I’ve been judging them on and off since 1987 but this year’s Media Week Awards were, in my opinion, particularly special.
The shortlisted work was excellent, the judging process rigorous and the evening spectacular.
But one award really stood out: Agency of the Year going to the7stars.
The significance of this might have been lost amid the excitement on the night. So it is worth emphasising how important it is that an independent beat the global networks.
Without the evidence that it is still possible to start up on your own and thrive, we risk deterring the next generation of talent from being prepared to challenge the business.
Take a look at the websites of MediaCom, ZenithOptimedia, Starcom Mediavest Group or any others in that competitor set. All open with statements about the people being their first priority. PHD, a brand I had a hand in designing, was firmly built on that principle.
Founded in 1990, PHD was the start of a second wave of media independents. Positioned as a solitary salmon swimming against the current of scale, it was a creative alternative to the blunt economies-of-scale argument touted by the big boys.
About 40 years ago, the first wave of independents were formed by visionary break-away employees who were largely drawn from the full-service agency model.
The extensive list included TMD (The Media Department, now Carat), CIA (now MEC) and John Ayling & Associates, which remains defiantly independent.
All spotted the value in becoming unbiased specialists who could recommend clients on how their money was spent without fear of the creative work dictating a post-rationalised media path. They were the entrepreneurs who changed the world order.
But then, quite quickly, almost all of these independents – be they from the first or second wave – were acquired.
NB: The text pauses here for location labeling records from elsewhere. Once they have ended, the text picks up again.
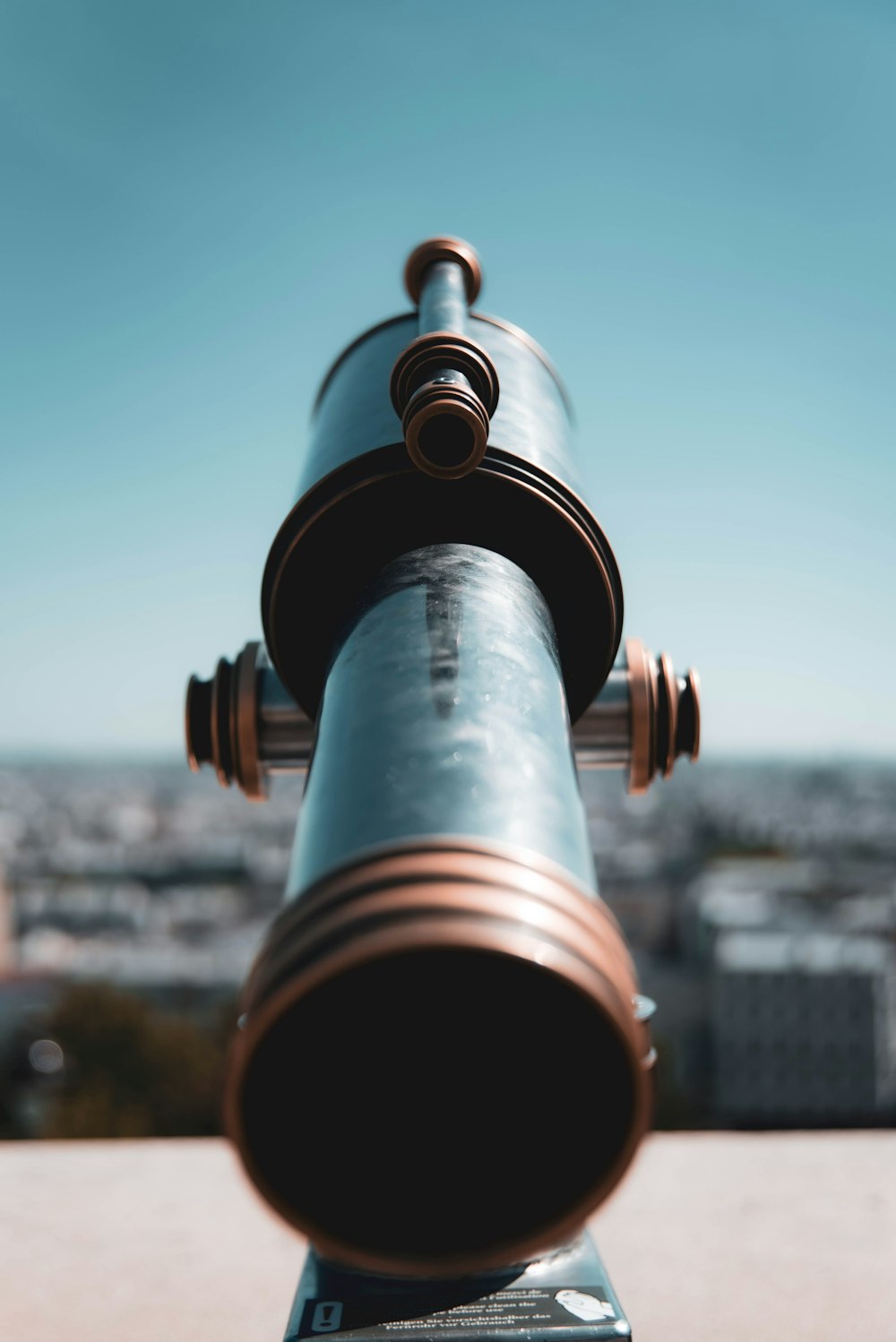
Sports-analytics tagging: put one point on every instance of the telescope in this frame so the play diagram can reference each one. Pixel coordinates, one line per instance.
(443, 1063)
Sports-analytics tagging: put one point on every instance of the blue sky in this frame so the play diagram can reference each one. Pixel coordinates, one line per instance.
(690, 205)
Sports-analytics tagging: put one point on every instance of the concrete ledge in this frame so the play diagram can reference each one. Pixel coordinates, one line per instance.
(714, 1236)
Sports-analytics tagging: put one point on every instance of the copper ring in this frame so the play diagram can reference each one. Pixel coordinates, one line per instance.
(245, 725)
(443, 248)
(447, 895)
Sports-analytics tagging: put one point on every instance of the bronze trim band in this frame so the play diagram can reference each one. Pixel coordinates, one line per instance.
(445, 894)
(507, 504)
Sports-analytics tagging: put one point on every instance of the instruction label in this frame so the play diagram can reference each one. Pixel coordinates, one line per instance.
(541, 1307)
Bought by the same global groups that had witnessed the breakaways from their media departments in the first place.
By the time of PHD’s sale to Omnicom, there was a recognition that the power of holding the money gave greater potential for the media discipline to expand.
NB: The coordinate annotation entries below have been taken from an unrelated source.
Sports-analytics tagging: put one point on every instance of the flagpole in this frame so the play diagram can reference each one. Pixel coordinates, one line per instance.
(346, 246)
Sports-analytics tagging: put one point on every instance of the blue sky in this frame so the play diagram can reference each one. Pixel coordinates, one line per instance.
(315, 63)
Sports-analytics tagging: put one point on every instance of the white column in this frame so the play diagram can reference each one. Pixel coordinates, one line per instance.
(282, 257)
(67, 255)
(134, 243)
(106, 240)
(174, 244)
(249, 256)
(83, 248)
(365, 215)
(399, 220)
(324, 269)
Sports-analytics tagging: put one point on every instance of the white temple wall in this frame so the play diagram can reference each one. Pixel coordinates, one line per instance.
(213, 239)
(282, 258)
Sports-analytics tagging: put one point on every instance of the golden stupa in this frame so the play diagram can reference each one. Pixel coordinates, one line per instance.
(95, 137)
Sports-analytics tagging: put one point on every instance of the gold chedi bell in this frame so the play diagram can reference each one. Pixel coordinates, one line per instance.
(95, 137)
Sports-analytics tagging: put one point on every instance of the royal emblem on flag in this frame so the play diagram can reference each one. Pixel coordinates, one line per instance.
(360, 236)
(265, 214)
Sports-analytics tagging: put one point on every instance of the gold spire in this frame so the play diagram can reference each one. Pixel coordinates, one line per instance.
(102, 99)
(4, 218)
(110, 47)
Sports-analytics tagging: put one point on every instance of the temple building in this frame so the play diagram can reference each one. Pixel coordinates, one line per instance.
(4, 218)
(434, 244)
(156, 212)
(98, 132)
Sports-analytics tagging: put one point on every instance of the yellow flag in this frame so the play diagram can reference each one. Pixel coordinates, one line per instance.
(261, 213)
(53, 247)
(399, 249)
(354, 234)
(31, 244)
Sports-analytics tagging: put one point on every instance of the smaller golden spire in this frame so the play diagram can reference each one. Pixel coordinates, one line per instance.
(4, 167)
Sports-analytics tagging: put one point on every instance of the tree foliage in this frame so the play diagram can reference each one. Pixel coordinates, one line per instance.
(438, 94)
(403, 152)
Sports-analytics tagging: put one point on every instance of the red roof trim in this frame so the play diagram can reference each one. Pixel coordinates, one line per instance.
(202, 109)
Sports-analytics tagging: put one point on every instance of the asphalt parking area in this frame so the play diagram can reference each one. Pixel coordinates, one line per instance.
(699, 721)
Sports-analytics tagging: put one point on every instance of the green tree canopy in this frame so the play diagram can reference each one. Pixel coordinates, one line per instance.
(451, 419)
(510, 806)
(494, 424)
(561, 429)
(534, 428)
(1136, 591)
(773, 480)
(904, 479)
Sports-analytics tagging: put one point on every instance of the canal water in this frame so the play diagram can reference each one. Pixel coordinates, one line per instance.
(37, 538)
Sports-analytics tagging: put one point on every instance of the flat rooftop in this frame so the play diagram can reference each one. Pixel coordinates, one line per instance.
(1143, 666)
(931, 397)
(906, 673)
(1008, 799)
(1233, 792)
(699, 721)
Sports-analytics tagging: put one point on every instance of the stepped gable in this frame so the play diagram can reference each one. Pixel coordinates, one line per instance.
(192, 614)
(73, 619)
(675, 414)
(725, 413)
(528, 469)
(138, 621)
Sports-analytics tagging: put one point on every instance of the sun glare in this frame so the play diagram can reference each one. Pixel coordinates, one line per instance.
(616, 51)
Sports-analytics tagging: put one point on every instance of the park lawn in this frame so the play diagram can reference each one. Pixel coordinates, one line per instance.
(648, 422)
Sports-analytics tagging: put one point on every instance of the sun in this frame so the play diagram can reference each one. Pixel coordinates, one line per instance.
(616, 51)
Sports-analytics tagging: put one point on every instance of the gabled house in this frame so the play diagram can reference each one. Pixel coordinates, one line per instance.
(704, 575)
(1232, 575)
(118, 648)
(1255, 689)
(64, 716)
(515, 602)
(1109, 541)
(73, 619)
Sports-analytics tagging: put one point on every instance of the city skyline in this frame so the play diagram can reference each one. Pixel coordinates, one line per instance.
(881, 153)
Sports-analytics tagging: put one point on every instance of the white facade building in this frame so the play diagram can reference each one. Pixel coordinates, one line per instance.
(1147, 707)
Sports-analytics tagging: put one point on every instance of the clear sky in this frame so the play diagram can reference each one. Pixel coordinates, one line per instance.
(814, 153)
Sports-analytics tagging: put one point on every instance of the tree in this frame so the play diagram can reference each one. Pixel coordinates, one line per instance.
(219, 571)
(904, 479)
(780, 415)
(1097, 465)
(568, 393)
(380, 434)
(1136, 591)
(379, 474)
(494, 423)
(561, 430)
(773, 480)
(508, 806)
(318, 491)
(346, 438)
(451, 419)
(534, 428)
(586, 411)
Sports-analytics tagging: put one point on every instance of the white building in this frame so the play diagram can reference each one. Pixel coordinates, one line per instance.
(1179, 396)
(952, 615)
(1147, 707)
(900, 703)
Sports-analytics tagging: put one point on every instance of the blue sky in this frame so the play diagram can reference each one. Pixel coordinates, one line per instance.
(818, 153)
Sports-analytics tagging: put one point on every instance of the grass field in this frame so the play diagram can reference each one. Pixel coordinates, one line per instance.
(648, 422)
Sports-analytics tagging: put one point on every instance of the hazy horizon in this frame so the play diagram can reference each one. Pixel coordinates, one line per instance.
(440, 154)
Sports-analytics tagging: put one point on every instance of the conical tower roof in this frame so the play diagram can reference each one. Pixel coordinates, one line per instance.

Indeed, "meeja" was evolving to become the natural home for most connecting communications and was better-placed to cope with the change than other disciplines.
Words such as "programmatic", "content", "partnership", "social" and "native" are in the daily vernacular.
The start-ups of recent years have generally focused on specific disciplines. Many have already been acquired, or were co-funded, to supply the holding groups’ appetite for in-house "clout".
The7stars stands out as the last independent to have launched as a generalist, ready to take on the might of the usual suspects. When it launched a decade ago, I admit I was dismissive about its prospects. I was wrong, and I bow to its success, strong culture, drive for quality and sheer determination.
More importantly, I celebrate what the agency almost single-handedly now represents. The fact that it has been able to not only compete but regularly beat the vast networks is inspiring. There is real nobility in being the central hub and not being satisfied acting as just another spoke in the wheel.
If you can spot the vacuum that emerges when a market goes in one direction, and can offer another way, then it is all out there for the taking.
Bring on the third wave. I dare you.